Re: [PATCH V4 05/14] blk-mq-sched: improve dispatching from sw queue

Ming Lei <ming.lei@xxxxxxxxxx> · Wed, 20 Sep 2017 10:37:40 +0800

Hi Jens,

Thanks for your comment!

On Tue, Sep 19, 2017 at 02:37:50PM -0600, Jens Axboe wrote:
> On 09/02/2017 09:17 AM, Ming Lei wrote:
> > @@ -142,18 +178,31 @@ void blk_mq_sched_dispatch_requests(struct blk_mq_hw_ctx *hctx)
> >  	if (!list_empty(&rq_list)) {
> >  		blk_mq_sched_mark_restart_hctx(hctx);
> >  		do_sched_dispatch = blk_mq_dispatch_rq_list(q, &rq_list);
> > -	} else if (!has_sched_dispatch) {
> > +	} else if (!has_sched_dispatch && !q->queue_depth) {
> > +		/*
> > +		 * If there is no per-request_queue depth, we
> > +		 * flush all requests in this hw queue, otherwise
> > +		 * pick up request one by one from sw queue for
> > +		 * avoiding to mess up I/O merge when dispatch
> > +		 * is busy, which can be triggered easily by
> > +		 * per-request_queue queue depth
> > +		 */
> >  		blk_mq_flush_busy_ctxs(hctx, &rq_list);
> >  		blk_mq_dispatch_rq_list(q, &rq_list);
> >  	}
> 
> I don't like this part at all. It's a heuristic, and on top of that,

Yeah, it is a heuristic for improving SCSI-MQ's performance.

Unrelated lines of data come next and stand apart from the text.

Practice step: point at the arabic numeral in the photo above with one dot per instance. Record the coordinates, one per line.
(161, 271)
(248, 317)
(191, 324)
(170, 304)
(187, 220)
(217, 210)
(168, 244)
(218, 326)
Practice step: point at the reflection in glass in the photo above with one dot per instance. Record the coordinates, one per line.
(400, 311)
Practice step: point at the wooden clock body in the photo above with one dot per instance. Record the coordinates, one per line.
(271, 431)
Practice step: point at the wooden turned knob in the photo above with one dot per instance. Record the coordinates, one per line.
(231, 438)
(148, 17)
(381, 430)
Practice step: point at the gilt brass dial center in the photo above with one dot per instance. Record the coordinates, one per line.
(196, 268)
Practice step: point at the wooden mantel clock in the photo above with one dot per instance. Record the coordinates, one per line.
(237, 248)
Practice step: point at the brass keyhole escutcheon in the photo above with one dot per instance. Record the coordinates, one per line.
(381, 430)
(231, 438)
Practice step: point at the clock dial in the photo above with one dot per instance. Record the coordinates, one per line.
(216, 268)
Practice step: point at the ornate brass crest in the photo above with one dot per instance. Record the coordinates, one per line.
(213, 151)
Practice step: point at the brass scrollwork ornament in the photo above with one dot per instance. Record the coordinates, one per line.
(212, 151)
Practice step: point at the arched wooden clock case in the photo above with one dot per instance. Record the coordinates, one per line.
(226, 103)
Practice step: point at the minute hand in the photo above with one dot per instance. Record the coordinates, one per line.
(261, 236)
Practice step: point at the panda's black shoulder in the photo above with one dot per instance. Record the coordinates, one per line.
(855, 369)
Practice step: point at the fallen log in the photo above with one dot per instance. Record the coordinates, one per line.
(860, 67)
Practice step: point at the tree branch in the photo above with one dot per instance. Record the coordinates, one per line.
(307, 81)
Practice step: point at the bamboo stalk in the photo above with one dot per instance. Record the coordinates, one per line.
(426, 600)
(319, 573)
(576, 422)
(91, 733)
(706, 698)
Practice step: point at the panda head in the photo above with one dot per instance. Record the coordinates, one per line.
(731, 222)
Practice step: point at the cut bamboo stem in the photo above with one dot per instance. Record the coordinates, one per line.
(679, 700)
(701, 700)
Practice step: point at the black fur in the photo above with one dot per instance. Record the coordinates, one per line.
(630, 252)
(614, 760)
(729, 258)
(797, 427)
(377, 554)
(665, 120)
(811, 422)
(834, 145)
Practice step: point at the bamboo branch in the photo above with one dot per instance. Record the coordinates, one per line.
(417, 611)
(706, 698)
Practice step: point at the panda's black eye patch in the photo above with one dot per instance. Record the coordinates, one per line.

> it's a heuristic based on a weak assumption that if q->queue_depth == 0,

Only SCSI sets q->queue_depth, which means all hw queues share
the global queue depth of q->queue_depth, once the total number
of in-flight requests from all hctx is bigger than q->queue_depth,
the queue will becomes BUSY.

> then we never run into BUSY constraints. I think that would be stronger
> if it was based on "is this using shared tags", but even that is not

IMO, it isn't related with shared tags, for example, SATA's
performance can be affected by SCSI_MQ, which has single tags.

The root cause is that limits of q->queue_depth and SCSI's
.cmd_per_lun inside SCSI, which will cause device to return
BLK_STS_RESOURCE because IO scheduler queue depth is usually
bigger than q->queue_depth, and it can be quite worse especially
in case of shared tags.

> great at all. It's perfectly possible to have a shared tags setup and
> never run into resource constraints. The opposite condition is also true

As I explained, it isn't related with shared tags, either shared tags
or single tags may run into resource constraints, SCSI has both
shared/single tags cases, and all have this issue if q->queue_depth
set.

> - you can run without shared tags, and yet hit resource constraints
> constantly. Hence this is NOT a good test for deciding whether to flush
> everything at once or not. In short, I think a much better test case
> would be "has this device ever returned BLK_STS_RESOURCE. As it so
> happens, that's easy enough to keep track of and base this test on.

OK, looks we can try to flush all first, and switch to pick one by
one if device ever returned BLK_STS_RESOURCE. Are you fine with
this way? Or better suggestion?

> 
> Additionally, this further differentiates dispatch cases. I'd much
> rather just have one sane dispatch case. I realize we are balancing
> between performance/scalability and practical cases like merging here,
> but it should not be impossible to do.

Yeah, I agree, but both flush_all and pick one by one aren't invented
by this patch, :-)

-- 
Ming